One of the most necessary but oftentimes least understood part of photography is Aperture. The size of the aperture, or f/stop, of a lens determines how much of your photograph is in focus. When you hear someone talk about f/stop, they are referring to aperture; the terms are often used interchangeably. The f/stop on a lens range from 1.4 to 22 or higher.

f/ 1.4, 2, 2.8, 4, 5.6, 8, 11, 16, 22, 32 are considered full stops. All cameras have these numbers but you’ll notice that you have way more numbers. If you have a Canon camera generally they incorporate third stops like 5.6, 6.3, 7.1, 8 where Nikon uses half stops. All this to say you will always see the full f/stops consecutively though they may start at f/5.6 and may only go to f/22.

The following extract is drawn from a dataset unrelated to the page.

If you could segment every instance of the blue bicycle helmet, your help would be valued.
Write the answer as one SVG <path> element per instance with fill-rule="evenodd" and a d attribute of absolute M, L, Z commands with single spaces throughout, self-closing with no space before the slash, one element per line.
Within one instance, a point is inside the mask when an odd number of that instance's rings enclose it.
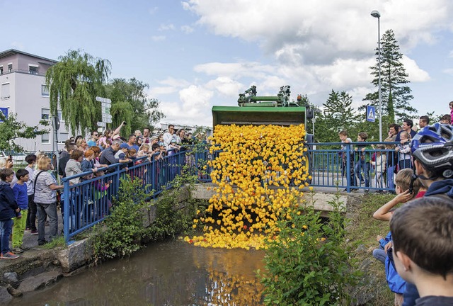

f/stops can be confusing at first. The f/stop numbers refer to how open or closed the aperture on the lens is.  f/1.4 would be a wide-open aperture on most lenses, whereas f/22 would be a virtually closed aperture. The WIDER the aperture, the more light that comes through the camera the LESS of your photo will be in focus. So the SMALLER the aperture, the less light allowed the MORE of your image will be in focus.

I have discussed Depth of Field in an earlier post. The reason I mention it here is that your f/stop is part of what controls the focus depth as you can see from the illustration above.

This one is a little harder to get but with practice it will come.